The Ishihara Color Test is the most common test for red-green color blindness. The test consists of a series of colored circles, called Ishihara plates, each of which contains a collection of dots in different colors and sizes. Within the circle are dots that form a shape clearly visible to those with normal color vision, but invisible or difficult to see for those with red-green color blindness.

 

The newer Cambridge Color Test uses a visual array similar to the Ishihara plates, except displayed on a computer monitor. The goal is to identify a C shape that is different in color from the background. The “C” is presented randomly in one of four orientations. When test-takers see the “C,” they are asked to press one of four keys that correspond to the orientation.

 

 

The anomaloscope uses a test in which two different light sources have to be matched in color. Looking through the eyepiece, the viewer sees a circle. The upper half is a yellow light that can be adjusted in brightness. The lower half is a combination of red and green lights that can be mixed in variable proportions. The viewer uses one knob to adjust the brightness of the top half, and another to adjust the color of the lower half. The goal is to make the upper and lower halves the same brightness and color.

 

The HRR Pseudoisochromatic Color Test is another red-green color blindness test that uses color plates to test for color blindness.

 

The Farnsworth-Munsell 100 Hue Test uses a set of blocks or pegs that are roughly the same color but in different hues (shades of the color). The goal is to arrange them in a line in order of hue. This test measures the ability to discriminate subtle color changes. It is used by industries that depend on the accurate color perception of its employees, such as graphic design, photography, and food quality inspection.

 

The Farnsworth Lantern Test is used by the U.S. military to determine the severity of color blindness. Those with mild forms pass the test and are allowed to serve in the armed forces.

 

Treatment

There is currently no treatment for inherited color blindness. Color filters or contact lenses can be used in some situations to enhance the brightness between some colors and these are occasionally used in the workplace, but many color blind people find these actually confuse them further rather than help.

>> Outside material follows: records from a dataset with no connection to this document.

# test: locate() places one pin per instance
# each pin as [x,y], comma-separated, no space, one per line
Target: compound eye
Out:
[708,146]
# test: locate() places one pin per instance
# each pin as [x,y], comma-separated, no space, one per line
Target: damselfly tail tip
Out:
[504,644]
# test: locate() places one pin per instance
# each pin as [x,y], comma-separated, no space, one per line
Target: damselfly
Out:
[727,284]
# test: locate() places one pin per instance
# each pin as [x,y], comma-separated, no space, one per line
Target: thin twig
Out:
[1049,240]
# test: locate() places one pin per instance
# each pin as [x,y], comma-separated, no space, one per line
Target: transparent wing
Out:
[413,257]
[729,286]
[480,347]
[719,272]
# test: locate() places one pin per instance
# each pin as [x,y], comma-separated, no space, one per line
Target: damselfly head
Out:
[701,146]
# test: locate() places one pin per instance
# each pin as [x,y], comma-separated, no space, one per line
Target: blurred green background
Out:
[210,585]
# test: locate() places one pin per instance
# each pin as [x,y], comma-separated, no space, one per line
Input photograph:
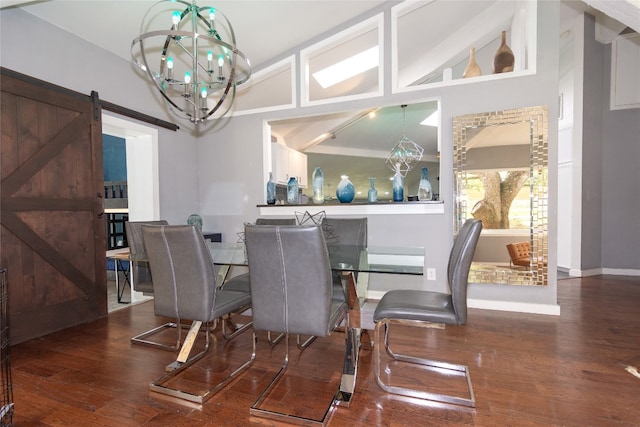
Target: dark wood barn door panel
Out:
[52,235]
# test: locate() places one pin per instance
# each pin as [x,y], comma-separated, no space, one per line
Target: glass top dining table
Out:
[346,258]
[350,260]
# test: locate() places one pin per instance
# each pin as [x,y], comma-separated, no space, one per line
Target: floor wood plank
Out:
[527,370]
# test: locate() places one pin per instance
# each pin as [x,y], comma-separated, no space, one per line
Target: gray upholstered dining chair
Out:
[241,282]
[291,287]
[141,281]
[185,288]
[426,308]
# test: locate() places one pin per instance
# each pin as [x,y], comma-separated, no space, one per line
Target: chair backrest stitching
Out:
[173,273]
[284,281]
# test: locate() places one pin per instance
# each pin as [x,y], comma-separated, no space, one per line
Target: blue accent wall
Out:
[114,155]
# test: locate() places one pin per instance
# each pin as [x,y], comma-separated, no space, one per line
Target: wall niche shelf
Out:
[405,208]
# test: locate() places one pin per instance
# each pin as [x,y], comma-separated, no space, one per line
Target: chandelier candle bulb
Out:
[203,98]
[169,68]
[220,65]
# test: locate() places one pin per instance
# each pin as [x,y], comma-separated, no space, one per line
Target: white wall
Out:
[231,171]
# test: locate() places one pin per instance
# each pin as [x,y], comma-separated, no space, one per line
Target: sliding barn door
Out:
[52,237]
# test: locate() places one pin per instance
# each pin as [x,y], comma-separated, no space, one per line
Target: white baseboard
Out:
[519,307]
[601,271]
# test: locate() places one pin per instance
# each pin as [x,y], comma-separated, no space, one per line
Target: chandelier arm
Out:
[231,86]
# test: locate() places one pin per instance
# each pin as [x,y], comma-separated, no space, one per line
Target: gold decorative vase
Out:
[473,69]
[503,59]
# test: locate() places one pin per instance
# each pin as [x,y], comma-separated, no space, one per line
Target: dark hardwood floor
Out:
[527,370]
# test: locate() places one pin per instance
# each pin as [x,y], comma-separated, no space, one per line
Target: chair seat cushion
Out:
[407,304]
[240,283]
[229,301]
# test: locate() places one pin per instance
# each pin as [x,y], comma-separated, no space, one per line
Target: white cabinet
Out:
[625,72]
[287,163]
[298,167]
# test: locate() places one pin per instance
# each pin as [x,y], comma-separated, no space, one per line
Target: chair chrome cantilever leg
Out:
[142,338]
[160,387]
[383,326]
[235,330]
[278,416]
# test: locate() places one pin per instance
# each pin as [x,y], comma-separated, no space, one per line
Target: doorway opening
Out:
[142,197]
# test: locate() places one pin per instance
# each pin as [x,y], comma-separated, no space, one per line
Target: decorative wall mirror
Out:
[500,176]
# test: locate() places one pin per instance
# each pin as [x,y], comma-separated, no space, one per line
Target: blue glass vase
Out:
[292,191]
[271,190]
[318,186]
[398,187]
[195,219]
[345,191]
[424,190]
[372,196]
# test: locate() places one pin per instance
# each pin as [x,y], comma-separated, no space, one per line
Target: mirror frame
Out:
[537,275]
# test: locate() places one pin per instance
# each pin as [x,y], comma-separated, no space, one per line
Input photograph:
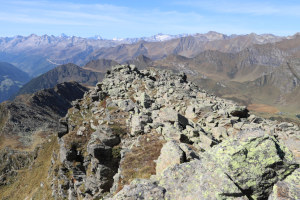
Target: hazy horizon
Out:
[133,19]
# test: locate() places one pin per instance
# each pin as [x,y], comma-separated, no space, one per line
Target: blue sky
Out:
[137,18]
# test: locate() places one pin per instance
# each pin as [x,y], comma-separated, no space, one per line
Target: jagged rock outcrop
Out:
[151,134]
[40,111]
[27,122]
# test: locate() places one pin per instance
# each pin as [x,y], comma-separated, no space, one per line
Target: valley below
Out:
[202,116]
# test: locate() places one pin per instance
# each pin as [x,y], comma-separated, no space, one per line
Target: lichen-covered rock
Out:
[141,189]
[254,162]
[196,180]
[288,188]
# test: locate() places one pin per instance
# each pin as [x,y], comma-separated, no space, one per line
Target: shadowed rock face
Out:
[64,73]
[205,147]
[40,111]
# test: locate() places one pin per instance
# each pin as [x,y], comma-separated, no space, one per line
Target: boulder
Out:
[254,161]
[170,155]
[288,188]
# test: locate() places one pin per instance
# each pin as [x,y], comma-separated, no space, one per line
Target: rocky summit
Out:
[152,134]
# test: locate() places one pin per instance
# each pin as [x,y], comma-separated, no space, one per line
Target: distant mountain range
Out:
[11,79]
[252,69]
[39,54]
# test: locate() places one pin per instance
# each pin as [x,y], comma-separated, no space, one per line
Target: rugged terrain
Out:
[39,54]
[29,121]
[152,134]
[63,73]
[11,79]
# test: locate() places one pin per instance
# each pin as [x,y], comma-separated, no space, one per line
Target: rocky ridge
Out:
[151,134]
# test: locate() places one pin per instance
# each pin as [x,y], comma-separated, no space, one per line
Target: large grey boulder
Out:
[254,161]
[170,155]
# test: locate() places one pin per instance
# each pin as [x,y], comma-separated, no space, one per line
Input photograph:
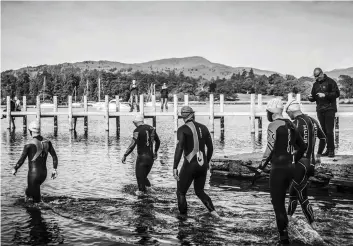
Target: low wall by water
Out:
[334,171]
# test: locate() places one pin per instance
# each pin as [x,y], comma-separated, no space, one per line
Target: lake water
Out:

There is hope on the horizon for a ‘cure’ for inherited color vision deficiency using gene technology. A one-shot treatment for color blindness may begin human trials as soon as 2017, if current testing goes well. Jay Neitz, Ph.D. and Maureen Neitz, Ph.D., who are both professors of ophthalmology at the University of Washington, have already had success treating color blindness in monkeys using gene therapy. They have been studying color vision for much of their careers.

The new treatment that the Nietzes are testing uses an injection of an adeno-associated virus — a virus that doesn’t make humans sick — to get the genes into the cone cells of the retina.

For the current testing, an injection is made into the clear fluid in the center of the eye, and the virus finds the correct part of the retina to treat. If the treatment is found to work and approved for use, for some people color blindness could be reduced or cured with a single visit to the ophthalmologist.

Injections of other medications into the eye are already routine procedures in most ophthalmologists’ offices.

Some people use special lenses to enhance color perception, which are filters available in either contact lens or eyeglass lens form. These types of lenses are available from a limited number of eye care practitioners in the United States and other countries.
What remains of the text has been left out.